Re: [dartR] Phylogenetic tree from the DArTseq SNP data

56 views
Skip to first unread message

Peter Unmack

unread,
May 29, 2023, 1:16:09 AM5/29/23
to da...@googlegroups.com
To make a phylogenetic tree you need to use the sequence data, not
distances.

gl2fasta(gl, method=3, outfile="filename.fas", outpath=getwd())

If you create a field in your metadata file called phylo_label you can
define the labels for each sequence and have them included by running
these commands prior to using the gl2fasta command above.

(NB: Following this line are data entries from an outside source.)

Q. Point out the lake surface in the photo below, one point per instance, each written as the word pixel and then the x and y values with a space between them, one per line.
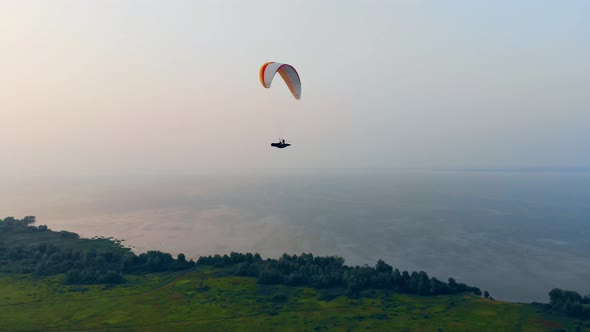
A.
pixel 515 234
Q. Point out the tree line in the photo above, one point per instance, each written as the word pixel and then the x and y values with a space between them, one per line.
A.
pixel 330 272
pixel 85 265
pixel 570 303
pixel 83 261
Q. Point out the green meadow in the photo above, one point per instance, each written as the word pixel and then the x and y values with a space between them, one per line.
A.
pixel 206 299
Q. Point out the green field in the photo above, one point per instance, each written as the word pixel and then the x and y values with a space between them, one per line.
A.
pixel 206 300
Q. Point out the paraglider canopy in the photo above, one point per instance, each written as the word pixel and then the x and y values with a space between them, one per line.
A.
pixel 287 72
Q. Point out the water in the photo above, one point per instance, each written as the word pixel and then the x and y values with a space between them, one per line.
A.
pixel 515 234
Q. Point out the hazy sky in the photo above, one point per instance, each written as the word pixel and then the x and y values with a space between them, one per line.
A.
pixel 121 87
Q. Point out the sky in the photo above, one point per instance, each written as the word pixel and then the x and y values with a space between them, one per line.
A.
pixel 143 87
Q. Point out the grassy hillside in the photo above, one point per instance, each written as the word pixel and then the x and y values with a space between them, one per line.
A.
pixel 204 299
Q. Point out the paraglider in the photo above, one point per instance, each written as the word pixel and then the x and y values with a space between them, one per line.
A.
pixel 287 72
pixel 291 78
pixel 281 144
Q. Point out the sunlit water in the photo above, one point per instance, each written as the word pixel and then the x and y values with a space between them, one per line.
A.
pixel 515 234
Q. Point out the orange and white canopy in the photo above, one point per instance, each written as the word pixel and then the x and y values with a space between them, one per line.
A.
pixel 287 72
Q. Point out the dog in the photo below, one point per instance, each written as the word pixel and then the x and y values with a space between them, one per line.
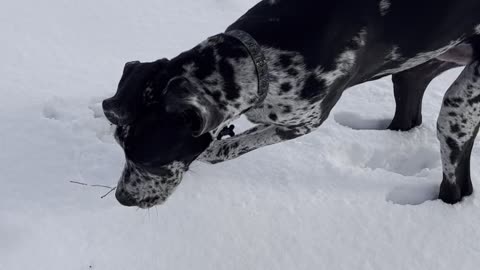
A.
pixel 284 65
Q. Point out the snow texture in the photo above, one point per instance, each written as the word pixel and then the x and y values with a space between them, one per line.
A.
pixel 348 196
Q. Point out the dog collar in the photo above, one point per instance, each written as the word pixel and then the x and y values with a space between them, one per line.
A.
pixel 258 58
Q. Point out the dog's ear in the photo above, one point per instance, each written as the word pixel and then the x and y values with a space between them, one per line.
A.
pixel 137 79
pixel 183 98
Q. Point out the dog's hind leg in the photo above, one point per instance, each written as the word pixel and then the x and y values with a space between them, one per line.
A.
pixel 458 126
pixel 409 87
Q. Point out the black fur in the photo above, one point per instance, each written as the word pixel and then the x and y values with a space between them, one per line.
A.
pixel 168 112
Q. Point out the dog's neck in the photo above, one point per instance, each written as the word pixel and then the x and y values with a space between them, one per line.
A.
pixel 222 70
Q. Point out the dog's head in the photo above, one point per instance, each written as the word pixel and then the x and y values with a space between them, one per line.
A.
pixel 163 125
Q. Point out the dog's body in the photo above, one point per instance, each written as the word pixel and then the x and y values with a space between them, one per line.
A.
pixel 314 50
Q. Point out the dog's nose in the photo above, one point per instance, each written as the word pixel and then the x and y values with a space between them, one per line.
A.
pixel 125 199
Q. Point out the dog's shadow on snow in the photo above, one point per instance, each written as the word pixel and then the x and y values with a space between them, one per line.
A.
pixel 413 194
pixel 357 122
pixel 408 193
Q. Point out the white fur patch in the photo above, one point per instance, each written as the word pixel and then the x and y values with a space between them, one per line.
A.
pixel 418 59
pixel 384 7
pixel 394 54
pixel 460 113
pixel 477 29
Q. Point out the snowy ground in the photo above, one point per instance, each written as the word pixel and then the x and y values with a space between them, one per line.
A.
pixel 340 198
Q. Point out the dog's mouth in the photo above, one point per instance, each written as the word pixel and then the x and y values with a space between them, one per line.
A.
pixel 141 188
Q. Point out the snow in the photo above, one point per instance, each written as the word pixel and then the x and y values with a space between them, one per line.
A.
pixel 348 196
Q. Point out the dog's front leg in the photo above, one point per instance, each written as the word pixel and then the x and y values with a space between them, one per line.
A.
pixel 259 136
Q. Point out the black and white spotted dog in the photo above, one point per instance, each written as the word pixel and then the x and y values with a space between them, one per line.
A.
pixel 284 65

pop(gl)<- rep("",nInd(gl))
indNames(gl)<- gl@other$ind.metrics$phylo_label

Once you have the fasta file you need to import it / convert it so you
can use raxml, or a bayesian program to run a phylogenetic analysis.

Cheers
Peter Unmack

On 29/05/2023 3:07 pm, Divya SHAJI wrote:
> Hi,
>
> I would like to construct a Phylogenetic tree from the DArTseq SNP data.
> I am using the following code. I am not sure whether this code correct
> or not.
>
>> library(dartR)
>
>> gl <- gl.read.dart(filename="/home/user/Desktop/testset.csv")
>
>> saveRDS(gl, file="gl.Rdata")
>
>> gl <- readRDS("gl.Rdata")
>
> For creating a distance matrix
>
> D <- utils.dist.ind.snp (gl, method='Euclidean',scale=TRUE)
>
> capture.output (D, file = "output.tab", append = TRUE)
>
>
> How do I create a phylogenetic tree from the distance matrix?
>
> Thank you so much for your time and consideration.
>
> Best regards,
>
> Divya.
>
>
>
> --
> You received this message because you are subscribed to the Google
> Groups "dartR" group.
> To unsubscribe from this group and stop receiving emails from it, send
> an email to dartr+un...@googlegroups.com
> <mailto:dartr+un...@googlegroups.com>.
> To view this discussion on the web visit
> https://groups.google.com/d/msgid/dartr/032c7b15-0d7f-4bdc-bd5f-c1c3d9b064een%40googlegroups.com <https://groups.google.com/d/msgid/dartr/032c7b15-0d7f-4bdc-bd5f-c1c3d9b064een%40googlegroups.com?utm_medium=email&utm_source=footer>.

Divya SHAJI

unread,
May 29, 2023, 2:53:55 AM5/29/23
to dartR
Hi Peter.

Thank you for your reply.

I used the gl2fasta function to obtain the fasta file. However, all sequences have the same header. Is it possible to modify the header based on AlleleID?

>_
GNTACTCGTNGTCNTGTCAGCATTAGGTGGAGATTGTCCCTNATATTCGTGCGCAATTGTTNNAGCGANGCAGAACGGNGTNGGGCCNGCCGTNTAGACNAACCCTNGCCAGTAGNNNTNACGAAAAGGCNGNAGACACGCNCANCGCCCAGACCCTCGCGGAGGCGNCGGCAAATNNNCTTTCTCTTGNAARTTNNAAGGACTAGCAAAAATGCTTGAATATATNCCCGTTCCGGTTTTNCCTTCCTANTGGCA  
>_
GNTACTCGTNGTCTTGTCAGCATTAGGTGGAGATTGTCMCTNATATTCGTGCGCAATTGTTNNAGCGANGCAGAACGGNGTNGGGCCNGCCGTNTAGACGAASCCTGGCCAGTAGAGNTNNCGAAAAGGCNGNANACACGCNCANCGCCCAGACCCTCGCGGAGGCGNCGRCAAATNNNCTTTCTCTTGNAAAYNNNAAGGACTAGCAAAAATGCTTGAATATATNCCCGTTCCGGTTTTNCCTTCNTANTGGCA  

Divya.

Arthur Georges

unread,
May 29, 2023, 6:04:30 PM5/29/23
to da...@googlegroups.com
Hi Divya,

The options for doing a distance phylogeny using dartR are based on the script gl2phylip. This script will generate an input file for Felsenstein's phylip workflow, including bootstrapping your tree.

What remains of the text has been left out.